Golfers tend to pay a lot of attention to making sure they have a strong back, but don't forget that the wrist and forearms are essential elements to a great game of golf as well. Not only do you want to have strength in your wrists and forearms to help with driving, but you also want to make sure these body parts are supple and flexible.
The wrist stretch is an exercise you can do anywhere, and it is helpful for stretching the muscles and keeping them flexible. Hold your arm straight out in front while you place your palm downward and facing away from you. Use your opposite hand to pull your fingers back toward you. When you can feel the tension in your outstretched arm, hold for a count of five. Then do the same thing with the opposite arm and hands.

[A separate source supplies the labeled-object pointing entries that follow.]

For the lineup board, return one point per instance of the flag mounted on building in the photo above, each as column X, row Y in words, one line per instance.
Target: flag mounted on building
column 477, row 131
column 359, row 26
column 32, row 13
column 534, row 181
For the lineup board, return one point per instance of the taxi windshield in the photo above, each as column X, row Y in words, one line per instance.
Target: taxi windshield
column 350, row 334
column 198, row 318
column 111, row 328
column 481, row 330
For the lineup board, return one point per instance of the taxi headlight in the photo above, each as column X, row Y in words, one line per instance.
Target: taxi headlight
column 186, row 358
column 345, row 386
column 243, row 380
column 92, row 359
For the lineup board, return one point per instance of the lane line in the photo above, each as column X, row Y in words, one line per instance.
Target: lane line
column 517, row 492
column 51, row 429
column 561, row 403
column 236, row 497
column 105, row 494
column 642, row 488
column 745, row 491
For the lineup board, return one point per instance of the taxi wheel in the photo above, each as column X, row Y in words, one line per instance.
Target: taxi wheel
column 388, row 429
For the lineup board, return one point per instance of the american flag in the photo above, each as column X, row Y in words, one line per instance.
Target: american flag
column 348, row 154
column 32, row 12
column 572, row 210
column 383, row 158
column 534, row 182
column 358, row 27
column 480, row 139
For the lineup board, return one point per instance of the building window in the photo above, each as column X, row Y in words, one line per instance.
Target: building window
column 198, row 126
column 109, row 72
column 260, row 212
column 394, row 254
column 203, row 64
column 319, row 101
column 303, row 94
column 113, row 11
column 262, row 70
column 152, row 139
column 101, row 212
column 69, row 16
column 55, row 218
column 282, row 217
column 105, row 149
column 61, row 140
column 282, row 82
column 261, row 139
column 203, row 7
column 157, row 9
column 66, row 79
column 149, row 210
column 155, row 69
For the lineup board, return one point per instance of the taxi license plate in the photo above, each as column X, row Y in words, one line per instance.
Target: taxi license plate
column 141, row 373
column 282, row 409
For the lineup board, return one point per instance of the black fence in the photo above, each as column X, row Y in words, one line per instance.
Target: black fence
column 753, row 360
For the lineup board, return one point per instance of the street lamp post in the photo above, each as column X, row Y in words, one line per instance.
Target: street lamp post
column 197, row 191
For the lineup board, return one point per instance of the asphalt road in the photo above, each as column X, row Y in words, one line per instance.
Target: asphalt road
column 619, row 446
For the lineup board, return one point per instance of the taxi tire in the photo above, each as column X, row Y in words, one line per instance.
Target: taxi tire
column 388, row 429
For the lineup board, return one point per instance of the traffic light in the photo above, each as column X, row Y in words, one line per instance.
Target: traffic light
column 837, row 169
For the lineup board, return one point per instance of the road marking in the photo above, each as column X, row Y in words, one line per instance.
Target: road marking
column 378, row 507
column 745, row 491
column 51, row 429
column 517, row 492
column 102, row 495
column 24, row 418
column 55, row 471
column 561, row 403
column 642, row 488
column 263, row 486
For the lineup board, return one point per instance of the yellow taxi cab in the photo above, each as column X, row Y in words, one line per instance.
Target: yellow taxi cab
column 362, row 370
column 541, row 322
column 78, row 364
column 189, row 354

Wrist curls are good for making your grip stronger. This will give you more control over your shots. You can do wrist curls with either a dumbbell or a barbell. Take a seated position, with your forearms resting your thighs. Extend your hands over your knees and grasp the dumbbell or barbell with your palms up. Lower the weight as far as you can, and then using your wrist curl it up toward you. Repeat using a grip in which your palms are facing away from you so that you are raising the backs of your hand toward you.
Golf Ball Squeezes
Here is an exercise you can do while on the course or just about anywhere else. Take two golf balls and just squeeze them in your palm. This exercise is similar to squeezing a rubber ball. Extend your thumb the way you would while gripping your golf club to get a better feel for the muscles you need to strengthen for golf.
Parallel Bar Dips
This exercise can be performed with the equipment found in most gyms. If you don't have parallel bars, locate any surfaces where you can comfortably position your hands at your side and lift yourself. Place your hands on the parallel bars and lift yourself up and down, bending at the elbows, while keeping your feet off the ground. This is a great exercise because it not only gives your forearms a workout, but also other important golf-related muscles like the latissimus dorsi, triceps and deltoids.